Remember that this doesn’t tell us anything about the probability of the true population value falling within this interval, since it is a fixed parameter (which we know is 81.77 because we have the entire population in this case) and it either does or does not fall within this specific interval (in this case, it does). Instead, it tells us that in the long run, if we compute the confidence interval using this procedure, 95% of the time that confidence interval will capture the true population parameter.

# 18.1.3 Confidence intervals and sample size

Because the standard error decreases with sample size, the means confidence interval should get narrower as the sample size increases, providing progressively tighter bounds on our estimate. Figure 18.1 shows an example of how the confidence interval would change as a function of sample size for the weight example. From the figure it’s evident that the confidence interval becomes increasingly tighter as the sample size increases, but increasing samples provide diminishing returns, consistent with the fact that the denominator of the confidence interval term is proportional to the square root of the sample size. Figure 18.1: An example of the effect of sample size on the width of the confidence interval for the mean.

# 18.1.4 Computing confidence intervals using the bootstrap

In some cases we can’t assume normality, or we don’t know the sampling distribution of the statistic. In these cases, we can use the bootstrap (which we introduced in Chapter 14). As a reminder, the bootstrap involves repeatedly resampling the data with replacement, and then using the distribution of the statistic computed on those samples as a surrogate for the sampling distribution of the statistic. R includes a package called boot that we can use to run the bootstrap and compute confidence intervals. It’s always good to use a built-in function to compute a statistic if it is available, rather than coding it up from scratch — both because it saves you extra work, and because the built-in version will be better tested. These are the results when we use the boot() to compute the confidence interval for weight in our NHANES sample:

## BOOTSTRAP CONFIDENCE INTERVAL CALCULATIONS
## Based on 1000 bootstrap replicates
##
## CALL :
## boot.ci(boot.out = bs, type = "perc")
##
## Intervals :
## Level     Percentile
## 95%   (77, 83 )
## Calculations and Intervals on Original Scale

These values are fairly close to the values obtained using the t distribution above, though not exactly the same.

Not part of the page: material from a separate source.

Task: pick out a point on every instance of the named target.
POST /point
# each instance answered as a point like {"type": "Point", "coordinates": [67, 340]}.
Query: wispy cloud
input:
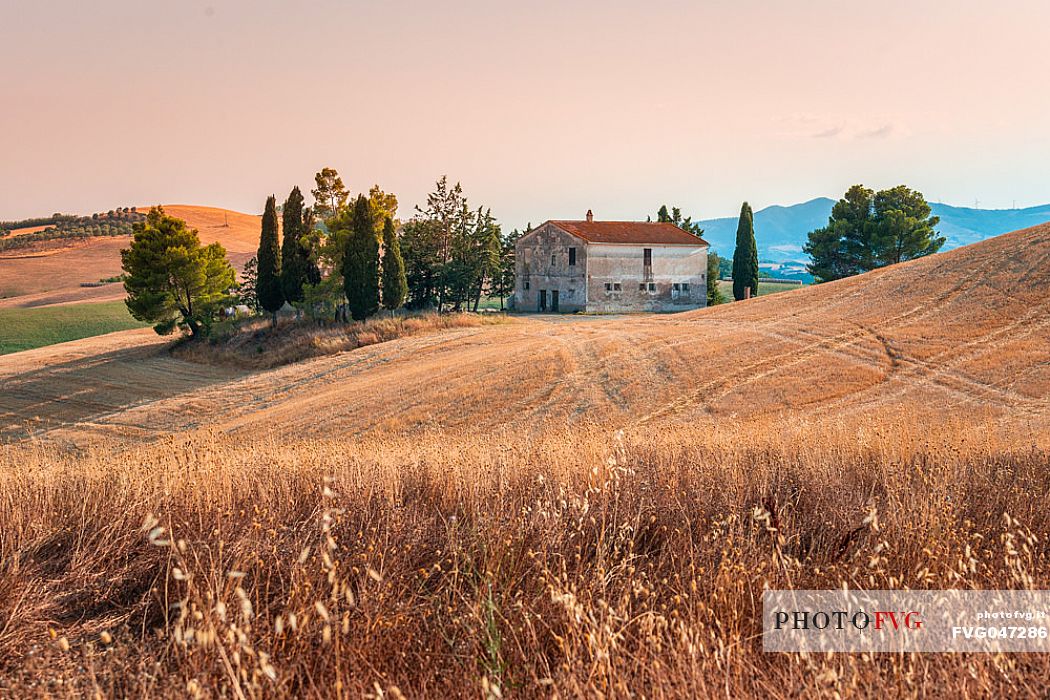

# 18.1.5 Relation of confidence intervals to hypothesis tests

There is a close relationship between confidence intervals and hypothesis tests. In particular, if the confidence interval does not include the null hypothesis, then the associated statistical test would be statistically significant. For example, if you are testing whether the mean of a sample is greater than zero with $\alpha = 0.05$, you could simply check to see whether zero is contained within the 95% confidence interval for the mean.

Things get trickier if we want to compare the means of two conditions (Schenker and Gentleman 2001). There are a couple of situations that are clear. First, if each mean is contained within the confidence interval for the other mean, then there is certainly no significant difference at the chosen confidence level. Second, if there is no overlap between the confidence intervals, then there is certainly a significant difference at the chosen level; in fact, this test is substantially conservative, such that the actual error rate will be lower than the chosen level. But what about the case where the confidence intervals overlap one another but don’t contain the means for the other group? In this case the answer depends on the relative variability of the two variables, and there is no general answer. In general we should avoid using the “visual test” for overlapping confidence intervals.